An optimal forager should pursue the highest foraging efficacy attainable, meaning obtaining as
much energy per unit of time as possible. By reducing foraging time, selecting foods with high
nutritional value and low processing time and abandoning a food patch when depleted should, in
theory, provide an individual with optimal gain: this is known as Optimal Foraging Theory (OFT).
However, leaving behind a patch where resources are still available is, in appearance, less than
optimal and once again paradoxical yet is still a regular occurrence. The Marginal Value Theorem
(MVT) predicts how long an individual should exploit one patch before moving to another,
dependant on patch quality and distance to next available patch. According to the MVT a forager
should stay for as long as the marginal rate of food on a patch is equal to the average food across all
the patches (Charnov 1976). An in situ study on southern elephant seals showed that diving duration
did not increase in high quality patches, rather in low quality patches. Additionally, there was higher
descent and ascent rates in high quality patches, suggesting when quality is high foraging time is
minimised. This challenges the view that maximised foraging time corresponds to foraging success,
therein explanative of why an animal may leave resources behind at a patch (Thums et al. 2012). As
the MVT predicts that that a forager will leave a patch when the marginal rate of food is less than
the average food across the other patches, a critical assumption is that feeding rate of one patch will
decrease as animals deplete the patch. Nevertheless, it is widely observed that feeding rate and
patch depletion are not mutual to each other. A study on wild Bornean orangutan showed there was
no significant difference in feeding rates when comparing the first and last bout, the time spent on
the patch did not decrease (DiGiorgio et al. 2020). Alternatively, the Ideal Free Distribution model
(IFD) predicts that foragers will distribute themselves across patches in attempts to provide equal
gain to all individuals (Fretwell 1969). Although the IFD makes some simplifying assumptions, that
individuals have similar competitive ability and that individuals “know” the availability of resources
on all patches. Under further consideration, assuming this almost anthropomorphises the animal
and blatantly ignores the wide variation of foraging ability present in animal populations.

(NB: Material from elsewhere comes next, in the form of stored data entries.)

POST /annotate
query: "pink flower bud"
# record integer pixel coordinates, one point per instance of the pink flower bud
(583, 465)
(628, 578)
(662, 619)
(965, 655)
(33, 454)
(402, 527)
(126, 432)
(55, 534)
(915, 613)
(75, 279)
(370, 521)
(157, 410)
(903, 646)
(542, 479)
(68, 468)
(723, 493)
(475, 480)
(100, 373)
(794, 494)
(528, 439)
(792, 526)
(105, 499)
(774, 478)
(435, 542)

Disregarding these assumptions may expedite understanding the paradox of why some animals
leave a patch where resources still remain.
The behavioural paradoxes of polyandry, non-kin cooperation and incomplete food patch depletion
explored throughout may now seem less paradoxical and more understandable. Even at first an
animal may appear to be acting at a fitness loss to oneself, in a world where natural selection is the
driving force behind evolution it is usually not the case and these, so called, paradoxes mostly
adhere to the expected results of natural selection.